High school researcher working in engineering lab awarded Princeton Prize in Race Relations

Anthony Price working in the lab
Graduate student Brylee Tiu, working with Anthony Price.

Anthony Price, a high school student who works in Professor Rigoberto Advincula’s research lab, recently was awarded a 2015 Princeton Prize in Race Relations. This prestigious award carries a $1,000 prize for particularly noteworthy work and included an all-expense paid trip to Princeton University for the Award Symposium in April.

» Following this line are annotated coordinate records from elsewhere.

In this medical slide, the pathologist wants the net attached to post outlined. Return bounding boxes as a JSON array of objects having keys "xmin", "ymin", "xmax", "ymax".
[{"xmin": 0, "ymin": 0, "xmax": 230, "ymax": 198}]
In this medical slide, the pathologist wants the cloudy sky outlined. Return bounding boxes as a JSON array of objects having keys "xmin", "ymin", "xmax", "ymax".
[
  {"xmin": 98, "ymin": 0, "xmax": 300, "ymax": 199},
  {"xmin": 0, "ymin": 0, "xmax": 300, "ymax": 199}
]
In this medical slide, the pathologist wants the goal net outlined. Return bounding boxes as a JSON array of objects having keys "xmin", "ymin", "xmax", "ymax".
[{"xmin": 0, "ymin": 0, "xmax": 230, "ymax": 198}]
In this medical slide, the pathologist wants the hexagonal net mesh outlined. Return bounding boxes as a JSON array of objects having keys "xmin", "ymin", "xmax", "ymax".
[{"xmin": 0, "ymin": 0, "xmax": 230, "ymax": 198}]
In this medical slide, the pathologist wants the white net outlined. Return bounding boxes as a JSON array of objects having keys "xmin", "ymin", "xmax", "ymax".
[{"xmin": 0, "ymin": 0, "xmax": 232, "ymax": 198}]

Price is a junior at Shaw High School in East Cleveland. He has been an Envoy in CLiPS (the National Science Foundation’s Science and Technology Center for Layered Polymeric Systems) since the summer of 2013. He works in the research laboratory of Advincula, professor in the Department of Macromolecular Science and Engineering, under the mentorship of PhD candidate Brylee Tiu.

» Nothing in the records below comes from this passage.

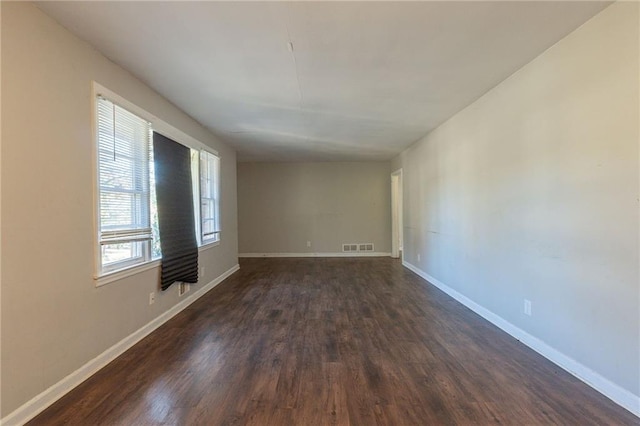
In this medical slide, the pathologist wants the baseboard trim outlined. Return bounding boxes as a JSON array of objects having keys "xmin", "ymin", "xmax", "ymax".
[
  {"xmin": 238, "ymin": 251, "xmax": 391, "ymax": 257},
  {"xmin": 402, "ymin": 261, "xmax": 640, "ymax": 417},
  {"xmin": 0, "ymin": 264, "xmax": 240, "ymax": 426}
]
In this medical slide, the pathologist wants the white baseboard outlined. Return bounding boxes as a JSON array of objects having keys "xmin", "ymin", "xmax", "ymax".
[
  {"xmin": 238, "ymin": 251, "xmax": 391, "ymax": 257},
  {"xmin": 402, "ymin": 261, "xmax": 640, "ymax": 417},
  {"xmin": 0, "ymin": 265, "xmax": 240, "ymax": 426}
]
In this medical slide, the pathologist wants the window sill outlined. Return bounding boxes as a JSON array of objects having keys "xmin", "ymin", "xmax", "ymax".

The Princeton Prize in Race Relations was created to identify and commend young people who are working to increase understanding and mutual respect among all races. Through this effort, the Prize Committee hopes to inspire others to join in these or similar efforts, and to undertake initiatives of their own.

The organizers believe that young people have a particularly important role to play, and hope, through the Princeton Prize, to recognize and encourage young people who have made or are making efforts to improve racial harmony.